Ce procédé, autorisé par le règlement car prévu pour des situations d’urgence, permet de prolonger légèrement l’utilisation de la pleine puissance électrique jusqu’à la ligne de chronométrage. En contrepartie, le système impose un verrouillage du MGU-K pendant 60 secondes ensuite.
En qualifications, cette contrainte est généralement absorbable, puisque le pilote entame ensuite un tour de décélération. Mais les événements survenus à Suzuka ont montré les limites du système.
Plusieurs incidents ont révélé ce comportement. Alexander Albon a ainsi été contraint de s’arrêter en piste lors des essais libres du vendredi, faute de puissance. De leur côté, Kimi Antonelli et Max Verstappen ont également été ralentis de manière significative dans les enchaînements rapides.
Ces situations surviennent lorsque les pilotes, après un tour lancé, lèvent fortement le pied pour laisser passer une autre monoplace. Sans assistance électrique du MGU-K, le moteur thermique perd en régime, la pression du turbo chute, et la voiture se retrouve quasiment sans puissance.
Un phénomène aggravé par l’absence du MGU-H sur les groupes propulseurs 2026, qui complique le maintien du turbo à haut régime. En temps normal, le MGU-K compense ce déficit, mais ici, il est indisponible.
Résultat : une réponse moteur quasi inexistante, avec un effet de lag extrême. Pour retrouver de la puissance, le pilote doit réaccélérer très progressivement afin de relancer le turbo, une manœuvre contre-intuitive dans une situation de perte de puissance.
Techniquement, cette pratique reste conforme au règlement. Les règles autorisent en effet une réduction immédiate du déploiement électrique à tout moment. Le verrouillage de 60 secondes est censé empêcher une utilisation abusive en conditions normales, mais son impact est limité lorsqu’il intervient en fin de tour rapide. Contrairement à une utilisation en course, bien évidemment.
Ce détournement a toutefois suscité des interrogations, notamment du côté de Ferrari. La Scuderia, déjà en désaccord avec Mercedes sur d’autres interprétations réglementaires - notamment le taux de compression moteur ou les procédures de départ - voit dans cette astuce un nouvel exemple d’exploitation des zones grises.
Ferrari reconnaît que la pratique est légale, mais estime qu’elle va à l’encontre de l’esprit du règlement. L’écurie italienne souhaite ainsi obtenir des clarifications de la FIA sur sa légitimité et son éventuelle pérennité.
Si le gain en performance reste marginal, il peut s’avérer précieux sur certains circuits, notamment lorsque la ligne droite précédant la ligne d’arrivée est suffisamment longue pour maximiser le déploiement.
À Suzuka, la sortie de la chicane offre une zone d’accélération favorable, mais la configuration du tracé - avec une longue ligne droite suivie d’un premier secteur sinueux - a amplifié les conséquences.

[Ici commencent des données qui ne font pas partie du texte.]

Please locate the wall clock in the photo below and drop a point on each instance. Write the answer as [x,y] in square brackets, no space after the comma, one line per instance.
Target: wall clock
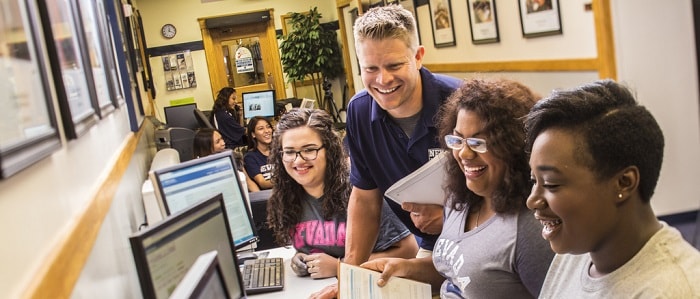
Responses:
[168,31]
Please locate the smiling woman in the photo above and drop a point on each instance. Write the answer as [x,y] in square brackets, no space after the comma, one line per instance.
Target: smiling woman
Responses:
[596,157]
[308,205]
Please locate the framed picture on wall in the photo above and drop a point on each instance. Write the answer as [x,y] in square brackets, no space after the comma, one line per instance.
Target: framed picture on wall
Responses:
[482,21]
[540,17]
[441,19]
[410,6]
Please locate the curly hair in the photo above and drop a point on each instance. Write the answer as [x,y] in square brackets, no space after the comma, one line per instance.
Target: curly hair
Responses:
[284,208]
[221,103]
[615,131]
[252,142]
[501,104]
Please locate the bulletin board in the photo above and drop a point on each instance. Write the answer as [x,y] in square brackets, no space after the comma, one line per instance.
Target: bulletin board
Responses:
[178,71]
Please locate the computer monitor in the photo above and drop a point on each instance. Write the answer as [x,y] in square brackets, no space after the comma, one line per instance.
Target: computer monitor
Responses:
[204,280]
[181,116]
[180,186]
[163,253]
[259,103]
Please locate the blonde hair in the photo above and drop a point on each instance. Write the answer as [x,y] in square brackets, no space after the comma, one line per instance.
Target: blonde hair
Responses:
[385,22]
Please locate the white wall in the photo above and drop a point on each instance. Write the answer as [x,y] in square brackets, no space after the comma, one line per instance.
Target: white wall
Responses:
[39,204]
[655,49]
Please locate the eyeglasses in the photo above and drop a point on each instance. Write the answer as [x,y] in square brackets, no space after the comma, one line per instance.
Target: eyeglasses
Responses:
[457,143]
[307,154]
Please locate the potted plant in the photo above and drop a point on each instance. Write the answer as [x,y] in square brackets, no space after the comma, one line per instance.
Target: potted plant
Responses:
[311,52]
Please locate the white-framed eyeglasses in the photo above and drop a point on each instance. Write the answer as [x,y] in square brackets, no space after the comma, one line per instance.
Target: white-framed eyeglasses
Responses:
[306,154]
[457,143]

Des pilotes ralentissant pour laisser passer ont été piégés à des endroits critiques, comme à l’entrée du premier virage.

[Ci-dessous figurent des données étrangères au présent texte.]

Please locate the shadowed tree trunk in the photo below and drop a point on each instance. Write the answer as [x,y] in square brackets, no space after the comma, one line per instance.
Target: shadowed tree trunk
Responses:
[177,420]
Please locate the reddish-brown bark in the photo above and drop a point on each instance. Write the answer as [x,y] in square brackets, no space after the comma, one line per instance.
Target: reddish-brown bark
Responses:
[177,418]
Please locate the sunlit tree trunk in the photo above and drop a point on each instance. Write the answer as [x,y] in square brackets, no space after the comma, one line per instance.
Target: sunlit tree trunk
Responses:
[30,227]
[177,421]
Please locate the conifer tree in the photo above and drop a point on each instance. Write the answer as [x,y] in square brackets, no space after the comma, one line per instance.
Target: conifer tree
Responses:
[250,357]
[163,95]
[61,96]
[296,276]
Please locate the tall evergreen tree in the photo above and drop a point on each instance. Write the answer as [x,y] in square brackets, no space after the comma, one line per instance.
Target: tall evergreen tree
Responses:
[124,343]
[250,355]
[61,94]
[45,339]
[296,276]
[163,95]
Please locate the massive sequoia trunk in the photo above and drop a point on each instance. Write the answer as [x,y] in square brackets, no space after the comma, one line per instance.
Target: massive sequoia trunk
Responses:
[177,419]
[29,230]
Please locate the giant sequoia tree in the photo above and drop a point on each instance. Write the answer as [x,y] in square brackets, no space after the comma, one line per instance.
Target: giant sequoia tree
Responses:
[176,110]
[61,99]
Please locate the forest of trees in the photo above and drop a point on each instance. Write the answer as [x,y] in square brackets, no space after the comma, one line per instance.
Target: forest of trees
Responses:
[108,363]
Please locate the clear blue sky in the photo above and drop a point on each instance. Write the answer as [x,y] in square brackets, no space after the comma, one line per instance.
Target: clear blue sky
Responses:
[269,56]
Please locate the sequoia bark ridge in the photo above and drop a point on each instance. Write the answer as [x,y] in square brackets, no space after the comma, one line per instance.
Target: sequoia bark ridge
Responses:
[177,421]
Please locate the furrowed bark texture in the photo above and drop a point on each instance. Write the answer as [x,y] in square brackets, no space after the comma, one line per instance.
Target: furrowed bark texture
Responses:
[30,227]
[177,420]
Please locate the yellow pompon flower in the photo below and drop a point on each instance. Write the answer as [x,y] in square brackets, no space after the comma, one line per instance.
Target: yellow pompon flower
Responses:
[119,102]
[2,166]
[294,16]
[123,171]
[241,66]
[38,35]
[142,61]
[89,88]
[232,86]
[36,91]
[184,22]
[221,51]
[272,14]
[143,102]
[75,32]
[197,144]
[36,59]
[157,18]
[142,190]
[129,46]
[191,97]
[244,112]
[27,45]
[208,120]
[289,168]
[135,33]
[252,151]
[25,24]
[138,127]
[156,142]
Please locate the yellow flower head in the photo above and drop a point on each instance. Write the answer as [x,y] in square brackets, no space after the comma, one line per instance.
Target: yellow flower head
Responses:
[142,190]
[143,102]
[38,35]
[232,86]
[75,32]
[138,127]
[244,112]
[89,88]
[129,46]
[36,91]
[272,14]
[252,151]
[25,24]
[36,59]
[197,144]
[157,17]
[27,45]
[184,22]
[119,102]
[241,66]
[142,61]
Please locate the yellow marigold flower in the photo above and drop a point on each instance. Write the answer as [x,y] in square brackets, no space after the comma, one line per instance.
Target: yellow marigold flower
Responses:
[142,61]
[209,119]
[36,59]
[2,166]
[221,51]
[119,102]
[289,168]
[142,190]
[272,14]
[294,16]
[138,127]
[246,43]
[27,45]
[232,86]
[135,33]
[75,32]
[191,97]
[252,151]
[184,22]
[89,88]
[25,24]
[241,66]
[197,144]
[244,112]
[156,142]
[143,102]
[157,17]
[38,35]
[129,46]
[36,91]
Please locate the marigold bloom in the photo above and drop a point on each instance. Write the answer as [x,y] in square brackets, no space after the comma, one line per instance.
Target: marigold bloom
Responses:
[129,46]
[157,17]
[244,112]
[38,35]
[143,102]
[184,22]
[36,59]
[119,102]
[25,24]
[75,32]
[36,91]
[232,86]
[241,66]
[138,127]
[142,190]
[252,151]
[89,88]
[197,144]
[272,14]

Face à ces incidents, la FIA a engagé des discussions avec Mercedes et peut-être avec Red Bull Ford. Bien que la pratique reste autorisée à ce stade, les préoccupations en matière de sécurité pourraient pousser l’instance à intervenir.
D’ailleurs, selon plusieurs informations, Mercedes aurait choisi de ne plus utiliser cette stratégie pour la suite du week-end japonais. En interne, certains doutent même de sa pertinence au regard des risques encourus.
Loin d’être une solution miracle expliquant la supériorité moteur de Mercedes, cette astuce pourrait être abandonnée si les dangers, notamment une perte soudaine de puissance en piste, sont jugés trop importants. À moins que les équipes ne parviennent à mieux en maîtriser les effets et à former leurs pilotes à en anticiper les conséquences, afin de continuer à exploiter ce levier dans les situations où il offre un avantage, même minime...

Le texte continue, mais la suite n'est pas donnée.